Bank of England Act 1694
- Parliament of England
- Long title: An Act for granting to theire Majesties severall Rates and Duties upon Tunnage of Shipps and Vessells and upon Beere Ale and other Liquors for secureing certaine Recompenses and Advantages in the said Act mentioned to such Persons as shall voluntarily advance the sūme of Fifteene hundred thousand pounds towards the carrying on the Warr against France.
- Citation: 5 & 6 Will. & Mar. c. 20
- Territorial extent: England and Wales

Dates
- Royal assent: 25 April 1694
- Commencement: 1 June 1694

Other legislation
- Amended by: Bank of England Act 1708; Statute Law Revision Act 1867; Statute Law Revision Act 1888; Bank Act 1892; Short Titles Act 1896; Supreme Court of Judicature (Consolidation) Act 1925; Bank of England Act 1946; Statute Law Revision Act 1948; Common Informers Act 1951; Statute Law Revision Act 1966; Statute Law (Repeals) Act 1976;

Status: Amended

Text of statute as originally enacted

Revised text of statute as amended

Text of the Bank of England Act 1694 as in force today (including any amendments) within the United Kingdom, from legislation.gov.uk.

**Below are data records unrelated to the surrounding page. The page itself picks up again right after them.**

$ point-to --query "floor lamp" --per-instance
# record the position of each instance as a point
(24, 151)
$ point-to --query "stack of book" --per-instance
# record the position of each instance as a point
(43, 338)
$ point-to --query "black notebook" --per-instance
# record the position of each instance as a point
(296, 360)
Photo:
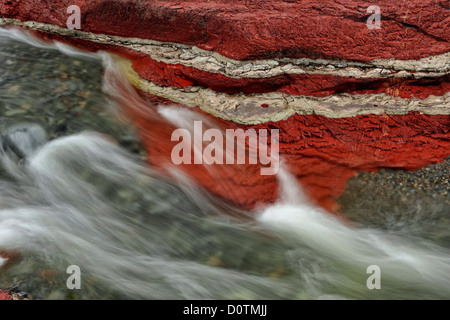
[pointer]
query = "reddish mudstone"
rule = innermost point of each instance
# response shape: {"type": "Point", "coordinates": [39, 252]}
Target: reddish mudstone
{"type": "Point", "coordinates": [322, 152]}
{"type": "Point", "coordinates": [5, 296]}
{"type": "Point", "coordinates": [262, 28]}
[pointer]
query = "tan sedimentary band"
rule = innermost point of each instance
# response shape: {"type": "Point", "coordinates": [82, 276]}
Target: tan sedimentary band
{"type": "Point", "coordinates": [191, 56]}
{"type": "Point", "coordinates": [247, 109]}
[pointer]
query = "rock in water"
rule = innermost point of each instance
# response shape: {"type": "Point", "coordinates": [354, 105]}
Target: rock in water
{"type": "Point", "coordinates": [23, 139]}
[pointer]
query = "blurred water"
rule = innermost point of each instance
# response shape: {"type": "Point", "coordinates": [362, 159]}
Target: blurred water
{"type": "Point", "coordinates": [79, 197]}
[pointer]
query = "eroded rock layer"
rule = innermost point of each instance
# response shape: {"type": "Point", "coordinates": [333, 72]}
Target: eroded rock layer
{"type": "Point", "coordinates": [344, 97]}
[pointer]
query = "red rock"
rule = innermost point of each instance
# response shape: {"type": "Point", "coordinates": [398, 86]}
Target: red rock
{"type": "Point", "coordinates": [5, 296]}
{"type": "Point", "coordinates": [322, 150]}
{"type": "Point", "coordinates": [262, 28]}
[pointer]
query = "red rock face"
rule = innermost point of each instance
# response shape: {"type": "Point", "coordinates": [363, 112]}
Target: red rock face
{"type": "Point", "coordinates": [262, 29]}
{"type": "Point", "coordinates": [344, 97]}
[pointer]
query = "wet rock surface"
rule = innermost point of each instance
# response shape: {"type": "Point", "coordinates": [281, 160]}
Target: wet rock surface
{"type": "Point", "coordinates": [395, 200]}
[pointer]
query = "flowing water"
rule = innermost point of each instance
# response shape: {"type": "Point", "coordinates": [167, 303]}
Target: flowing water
{"type": "Point", "coordinates": [75, 189]}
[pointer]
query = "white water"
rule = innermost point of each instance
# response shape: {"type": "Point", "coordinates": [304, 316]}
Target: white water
{"type": "Point", "coordinates": [58, 204]}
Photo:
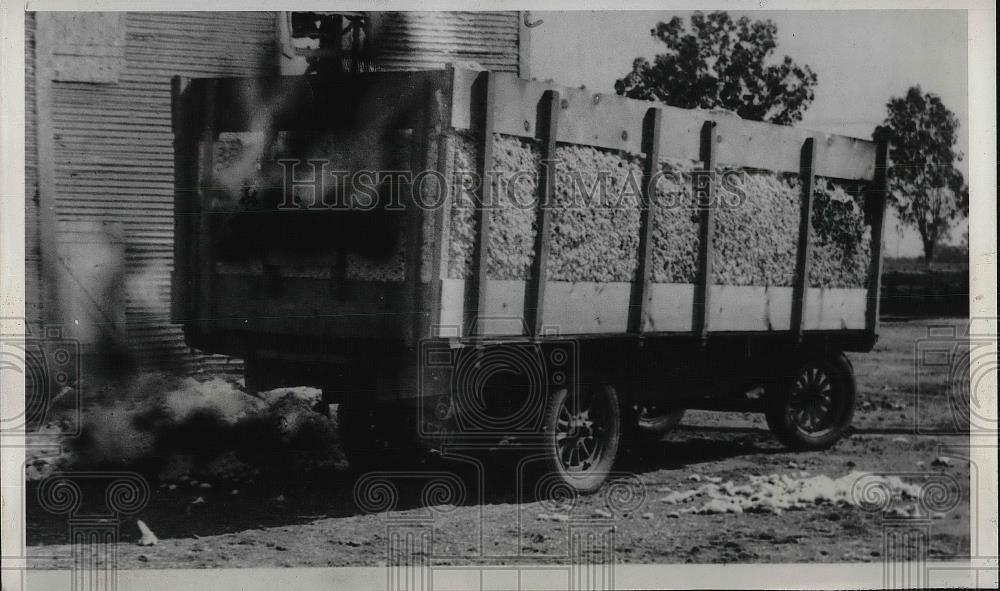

= Bank of England Act 1694 =

Act of the Parliament of England

The Bank of England Act 1694 (5 & 6 Will. & Mar. c. 20), sometimes referred to as the Tonnage Act 1694, is an act of the Parliament of England. It is one of the Bank of England Acts 1694 to 1892.

== Subsequent developments ==
Sections 1–15, 22–24 and 33 and 35–48 of the act were repealed by section 1 of, and the schedule to, the Statute Law Revision Act 1867 (30 & 31 Vict. c. 59), which came into force on 15 July 1867.

Sections 21 and 32–34 of the act were repealed by section 8 of, and part I of the schedule to, the Bank Act 1892 (55 & 56 Vict. c. 48).

Section 25 of the act was repealed by section 3(4) of, and the third schedule to, the Bank of England Act 1946 (9 & 10 Geo. 6. c. 27).

Sections 29–31 of the act were repealed by section 1 of, and the first schedule to, the Statute Law Revision Act 1948 (11 & 12 Geo. 6. c. 62), which came into force on 30 July 1948.

Sections 16 and 18 of the act were repealed by section 1 of, and the schedule to, the Statute Law Revision Act 1966, which came into force on 10 March 1966.

Section 28 of the act was repealed by section 1(1) of, and part XI of schedule 1 to, the Statute Law (Repeals) Act 1976, which came into force on 27 May 1976.